Le carnet rouge est au milieu de la table, dans la pièce commune. C’est un tout petit carnet que Lisa a ramené je ne sais pas d’où. Un jour, je me suis mis à écrire dessus en voyant la photo qui était dessous. C’est une photo noir et blanc que Lisa avait prise près de Bergues. Elle représente ma fille à l’âge d’un an dans les bras de son cousin, à l’âge de vingt ans. Alors, j’avais écrit une phrase sur le carnet à propos de la photo, et régulièrement, les jours suivants, j’ajoutais une autre phrase, ou deux. Et puis au hasard des va-et-vient quotidiens dans la maison, un jour j’ai glissé une pochette rouge, sous le carnet rouge et la photo en noir et blanc qui étaient toujours au milieu de la table. Dans la pochette, il y avait un dessin aux tonalités blanches et vertes, réalisé par Toru, le père d’Etsuko.
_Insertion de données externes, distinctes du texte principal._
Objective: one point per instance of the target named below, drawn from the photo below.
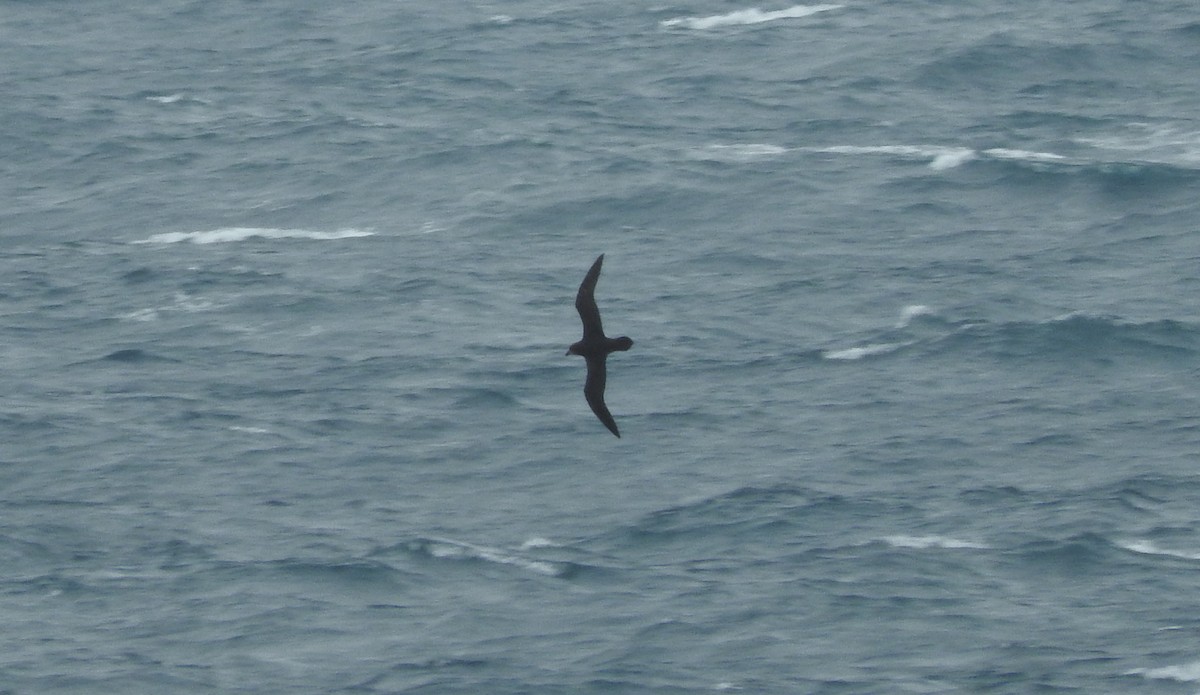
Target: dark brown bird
(595, 346)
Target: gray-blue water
(285, 292)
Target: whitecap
(857, 353)
(911, 312)
(1147, 547)
(742, 153)
(751, 16)
(459, 550)
(232, 234)
(952, 157)
(928, 541)
(1182, 672)
(1023, 155)
(538, 541)
(940, 157)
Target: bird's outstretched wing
(586, 304)
(593, 390)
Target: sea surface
(913, 403)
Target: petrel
(595, 347)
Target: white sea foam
(952, 157)
(1182, 672)
(183, 304)
(459, 550)
(1147, 547)
(911, 312)
(751, 16)
(942, 157)
(928, 541)
(1023, 155)
(742, 153)
(857, 353)
(231, 234)
(538, 541)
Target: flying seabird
(595, 347)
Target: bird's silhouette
(595, 346)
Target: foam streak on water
(286, 291)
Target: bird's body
(595, 347)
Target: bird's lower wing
(593, 390)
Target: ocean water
(912, 405)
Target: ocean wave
(933, 541)
(942, 157)
(1182, 672)
(1079, 335)
(232, 234)
(857, 353)
(1151, 143)
(739, 153)
(457, 550)
(750, 16)
(1150, 547)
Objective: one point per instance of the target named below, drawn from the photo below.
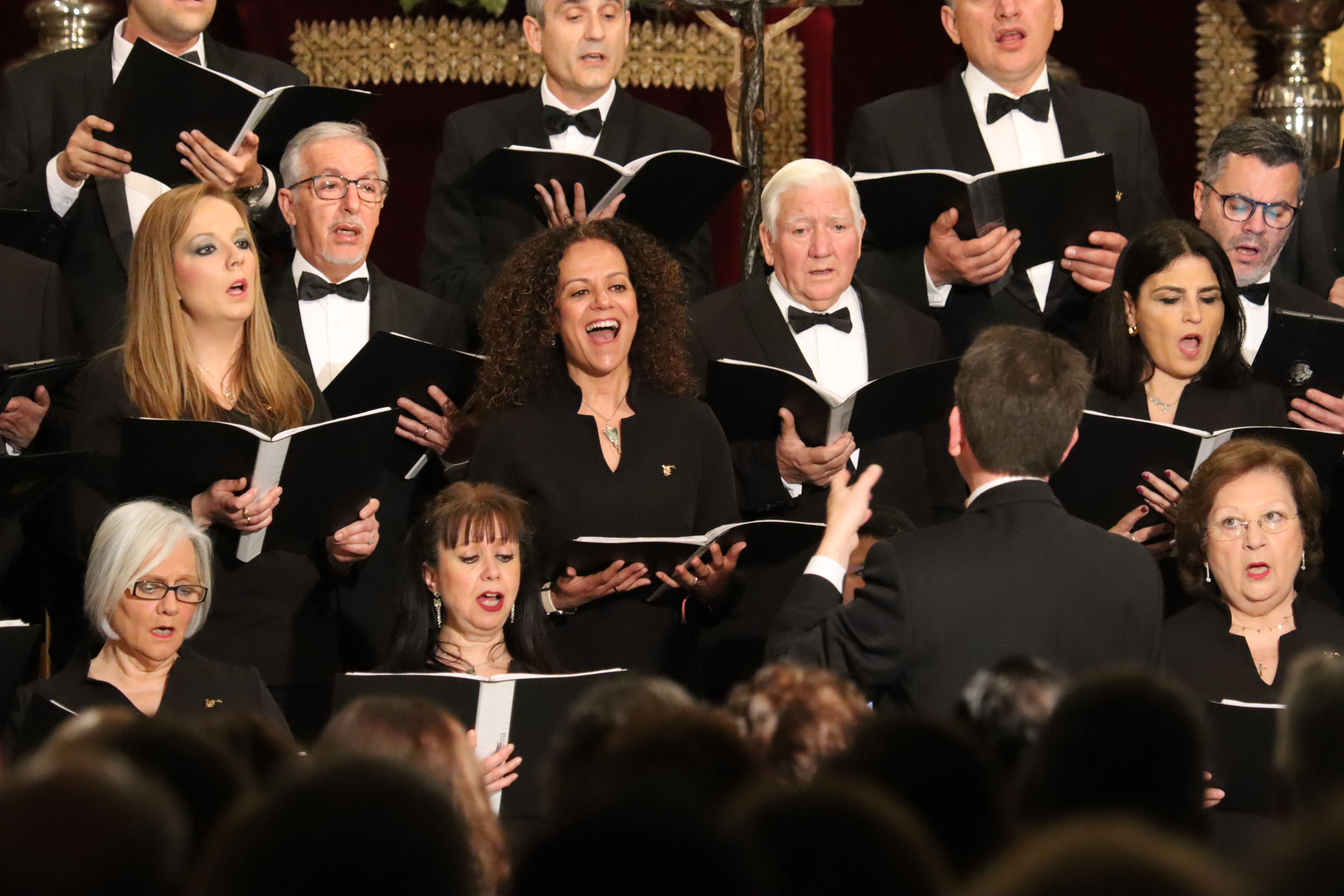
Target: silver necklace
(609, 432)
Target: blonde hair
(160, 366)
(132, 540)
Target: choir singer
(200, 346)
(593, 421)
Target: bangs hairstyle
(1226, 465)
(1123, 363)
(519, 315)
(162, 375)
(463, 514)
(132, 540)
(1022, 394)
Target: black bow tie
(1256, 293)
(1034, 105)
(801, 320)
(311, 288)
(557, 122)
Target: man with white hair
(812, 318)
(578, 108)
(326, 305)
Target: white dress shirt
(1257, 324)
(573, 140)
(140, 190)
(839, 361)
(335, 328)
(835, 573)
(1014, 142)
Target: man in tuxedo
(1015, 575)
(1249, 200)
(1005, 110)
(326, 305)
(54, 159)
(578, 108)
(812, 318)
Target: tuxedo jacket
(744, 323)
(936, 128)
(1015, 575)
(1309, 257)
(467, 238)
(366, 605)
(42, 104)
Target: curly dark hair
(518, 318)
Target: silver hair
(799, 174)
(536, 8)
(320, 132)
(132, 540)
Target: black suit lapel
(617, 140)
(771, 329)
(1074, 133)
(384, 311)
(969, 153)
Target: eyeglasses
(1231, 528)
(151, 590)
(1277, 216)
(371, 190)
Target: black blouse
(273, 613)
(675, 479)
(195, 687)
(1203, 408)
(1201, 649)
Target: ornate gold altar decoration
(464, 50)
(1226, 69)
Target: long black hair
(468, 512)
(1121, 363)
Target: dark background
(1147, 54)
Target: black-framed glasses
(1277, 216)
(152, 590)
(371, 190)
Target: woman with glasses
(1248, 538)
(148, 589)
J’avais eu ce dessin parce qu’Etsuko venait à l’école primaire où je travaille, pour animer un atelier de calligraphie, et je lui avais dit que j’avais pris son père en photo au Pré du Moulin, pendant l’été 2007. Sur la photo, il est assis dans l’espace vert du Pré, il dessine le château du Grand-Pressigny. Je lui ai demandé si elle avait le dessin que son père dessinait ce jour-là.

Etsuko n’avait pas très bien compris l’endroit, et la semaine suivante elle m’avait apporté un dessin que Toru avait réalisé à l’entrée du village, où on voit le pont sur la Claise. C’est ce dessin, aux tonalités vertes et blanches, qui est actuellement sous le carnet rouge et la photo en noir et blanc. C’est une copie qu’elle voulait me donner, j’étais très content, même si ce n’est pas le dessin dont je parlais. Elle m’a dit qu’elle chercherait le bon dessin et je lui ai dit que je lui montrerais la photo de son père.
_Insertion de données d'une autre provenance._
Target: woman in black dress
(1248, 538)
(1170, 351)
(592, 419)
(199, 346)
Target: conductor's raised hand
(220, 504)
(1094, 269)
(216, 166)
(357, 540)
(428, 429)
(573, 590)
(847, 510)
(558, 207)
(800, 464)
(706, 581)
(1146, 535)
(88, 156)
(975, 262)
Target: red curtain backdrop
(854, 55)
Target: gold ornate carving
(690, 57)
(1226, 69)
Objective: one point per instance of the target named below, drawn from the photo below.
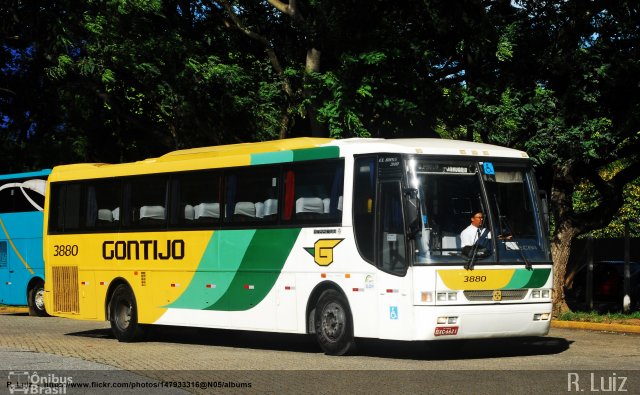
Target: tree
(575, 106)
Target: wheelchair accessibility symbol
(393, 312)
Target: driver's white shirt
(470, 235)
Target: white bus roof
(277, 151)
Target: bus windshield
(501, 198)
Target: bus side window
(364, 194)
(148, 201)
(392, 240)
(252, 195)
(199, 199)
(103, 204)
(314, 192)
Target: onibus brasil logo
(322, 251)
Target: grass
(607, 318)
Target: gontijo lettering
(143, 249)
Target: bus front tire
(36, 300)
(333, 324)
(123, 315)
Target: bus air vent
(65, 289)
(487, 296)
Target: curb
(13, 310)
(596, 326)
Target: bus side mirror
(544, 201)
(414, 219)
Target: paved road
(276, 362)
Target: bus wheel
(123, 315)
(36, 300)
(333, 325)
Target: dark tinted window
(252, 195)
(364, 194)
(314, 192)
(198, 197)
(147, 202)
(103, 203)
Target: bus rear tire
(36, 300)
(333, 324)
(123, 315)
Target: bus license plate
(446, 331)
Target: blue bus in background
(21, 263)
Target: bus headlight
(447, 320)
(447, 296)
(541, 293)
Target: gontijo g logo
(322, 251)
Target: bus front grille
(65, 289)
(486, 296)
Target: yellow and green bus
(343, 239)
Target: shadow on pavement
(438, 350)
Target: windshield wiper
(476, 250)
(509, 234)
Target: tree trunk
(560, 251)
(312, 65)
(562, 199)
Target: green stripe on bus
(316, 153)
(539, 277)
(519, 279)
(259, 270)
(218, 267)
(271, 157)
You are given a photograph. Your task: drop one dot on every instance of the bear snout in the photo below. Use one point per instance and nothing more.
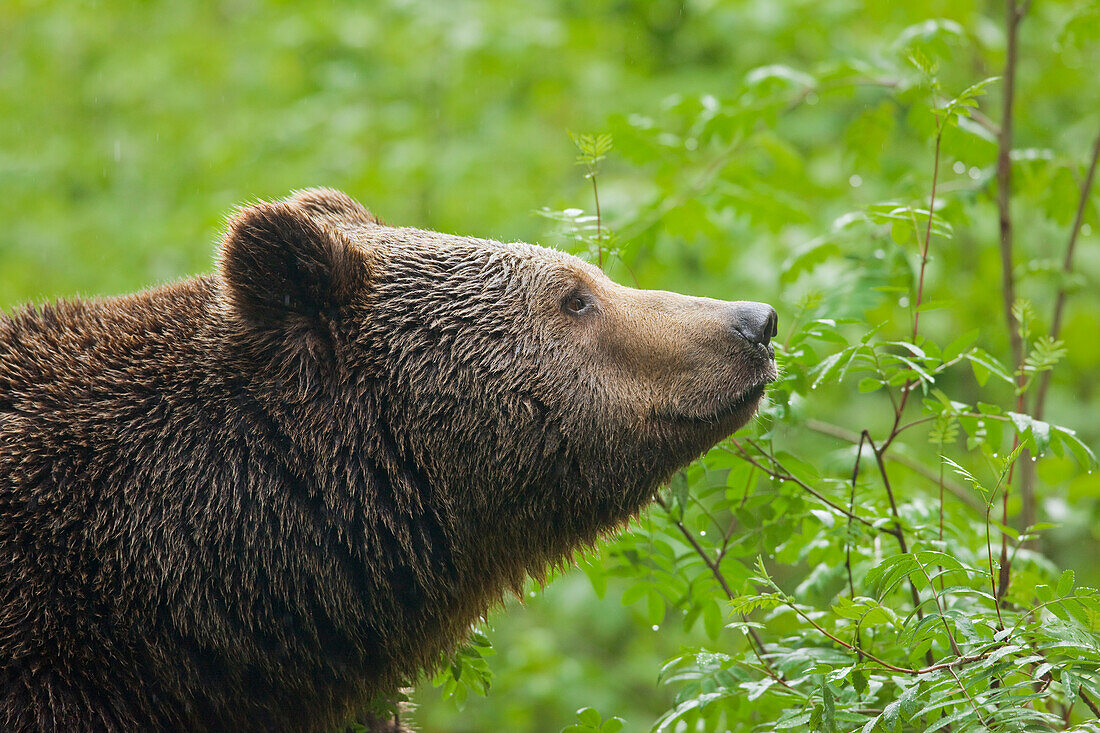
(757, 323)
Toru avait passé tout l’été 2007 en visite en France avec sa fille. A l’automne il était retourné au Japon et en décembre il avait rendu son âme à Dieu. Elle me l’avait présenté au début de l’été à la Chorale de Barrou, où elle était venue chanter. Par la suite, je n’ai cessé de les voir, en quelques endroits du village, tous les deux ou lui tout seul, assis sur une marche ou sur son tabouret, dessinant. Une fois, il y avait une foire de village au Pré du Moulin, et je m’y promenais pour faire un compte-rendu à la Nouvelle République. Au milieu du Pré, Toru dessinait, alors je l’ai pris en photo.